Recent research on canine cognition

source: Kate Douglas
New Scientist vol 199 no 2670, August 23 2008
starts p 33, 3 pages long

The first Canine Science Forum was held in Budapest, Hungary, in July 2008. One issue discussed was canine cognition. Previously many scientists believed that dogs were more stupid versions of wolves, since their brains are some 10% smaller than those of wolves. Now it is more accepted that domestication has affected canine cognition, for example, dogs appear to have a rudimentary sense of right and wrong, according to University of Colorado's Marc Bekoff. He has studied play in dogs and other animals, and sees play as a way of learning social rules. Meanwhile, University of Vienna's Friederike Range argues that dogs also have an aversion to inequity. In her experiments, dogs ceased to cooperate when not rewarded in the same way as other dogs, for successfully perfoming the same task. Inequity is a value that helps counter freeloading, so promotes social stability.

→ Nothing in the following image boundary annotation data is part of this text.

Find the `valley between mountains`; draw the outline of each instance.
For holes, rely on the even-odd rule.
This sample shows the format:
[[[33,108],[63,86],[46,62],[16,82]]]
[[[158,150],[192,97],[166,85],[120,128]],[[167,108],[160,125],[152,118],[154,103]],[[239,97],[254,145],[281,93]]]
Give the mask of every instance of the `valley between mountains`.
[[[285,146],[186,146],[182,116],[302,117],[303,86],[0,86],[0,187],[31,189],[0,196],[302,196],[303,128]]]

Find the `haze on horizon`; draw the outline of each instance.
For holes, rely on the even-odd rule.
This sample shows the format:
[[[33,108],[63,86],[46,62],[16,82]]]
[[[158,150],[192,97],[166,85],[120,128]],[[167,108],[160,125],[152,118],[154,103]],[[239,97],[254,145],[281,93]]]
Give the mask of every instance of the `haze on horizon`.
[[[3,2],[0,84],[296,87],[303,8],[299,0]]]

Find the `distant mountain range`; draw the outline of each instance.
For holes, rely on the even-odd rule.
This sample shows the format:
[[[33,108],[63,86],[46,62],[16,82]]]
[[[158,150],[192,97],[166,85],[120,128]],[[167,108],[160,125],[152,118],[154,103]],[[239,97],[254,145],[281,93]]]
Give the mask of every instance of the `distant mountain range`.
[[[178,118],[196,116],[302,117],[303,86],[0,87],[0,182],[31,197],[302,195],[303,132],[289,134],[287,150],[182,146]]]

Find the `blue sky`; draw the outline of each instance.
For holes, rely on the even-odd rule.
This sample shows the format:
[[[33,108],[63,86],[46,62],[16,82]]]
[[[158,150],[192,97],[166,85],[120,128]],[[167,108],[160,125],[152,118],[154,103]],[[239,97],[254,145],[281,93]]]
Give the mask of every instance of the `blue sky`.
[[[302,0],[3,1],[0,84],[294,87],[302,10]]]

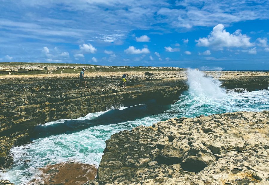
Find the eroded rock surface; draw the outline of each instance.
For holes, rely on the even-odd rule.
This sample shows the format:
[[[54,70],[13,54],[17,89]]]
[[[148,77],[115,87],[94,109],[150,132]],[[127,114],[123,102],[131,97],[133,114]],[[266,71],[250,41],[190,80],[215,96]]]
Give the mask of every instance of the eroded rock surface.
[[[269,111],[175,118],[106,142],[88,184],[269,184]]]
[[[31,185],[83,184],[94,179],[97,170],[94,165],[69,162],[48,166],[40,169],[43,174]]]
[[[0,185],[14,185],[7,180],[0,180]]]

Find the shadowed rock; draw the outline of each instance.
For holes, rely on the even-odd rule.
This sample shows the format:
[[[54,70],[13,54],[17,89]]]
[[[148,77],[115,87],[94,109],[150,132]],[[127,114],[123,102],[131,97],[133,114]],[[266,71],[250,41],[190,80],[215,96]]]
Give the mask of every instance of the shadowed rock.
[[[268,121],[268,111],[237,112],[121,132],[87,184],[269,184]]]

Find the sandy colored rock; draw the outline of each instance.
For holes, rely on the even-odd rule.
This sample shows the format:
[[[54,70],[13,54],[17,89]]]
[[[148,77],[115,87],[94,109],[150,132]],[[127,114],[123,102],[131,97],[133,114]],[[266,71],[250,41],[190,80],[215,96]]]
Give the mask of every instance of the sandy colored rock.
[[[82,184],[94,179],[97,171],[94,165],[75,162],[49,165],[40,169],[43,172],[41,179],[37,179],[30,184]]]
[[[122,131],[87,184],[269,184],[268,121],[268,111],[237,112]]]

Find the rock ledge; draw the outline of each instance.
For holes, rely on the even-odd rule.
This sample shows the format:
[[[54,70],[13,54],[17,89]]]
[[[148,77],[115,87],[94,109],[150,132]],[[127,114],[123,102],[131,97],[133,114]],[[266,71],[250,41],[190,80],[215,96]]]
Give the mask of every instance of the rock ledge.
[[[269,111],[182,118],[106,142],[88,184],[269,184]]]

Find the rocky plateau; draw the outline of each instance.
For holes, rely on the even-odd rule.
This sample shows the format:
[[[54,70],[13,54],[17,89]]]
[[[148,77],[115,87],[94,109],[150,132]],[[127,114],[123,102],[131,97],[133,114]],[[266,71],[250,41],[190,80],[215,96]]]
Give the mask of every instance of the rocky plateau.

Dogs have learnt to communicate with humans through barking, argues Peter Pongracz, from Budapest's Eotvos Lorand University. Dog barks can convey emotional states like happiness, aggression and lonliness, and these states can be recognised from barks even by non-dog owning children. Dogs can also understand human attempts to communicate with them, for example through gazing and pointing, as well as through information from human voices. Dogs can also be trained to identify and retrieve toys by name, according to University of Cambridge's Juliane Kaminski. Furthermore, the Hungarian Academy of Science's Joszef Topal sees dogs as capable of learning from one another.

There are debates as to how recent research should be interpreted, including the notion that dogs may have a theory of mind. However, this idea is now more acceptable than it was some years ago.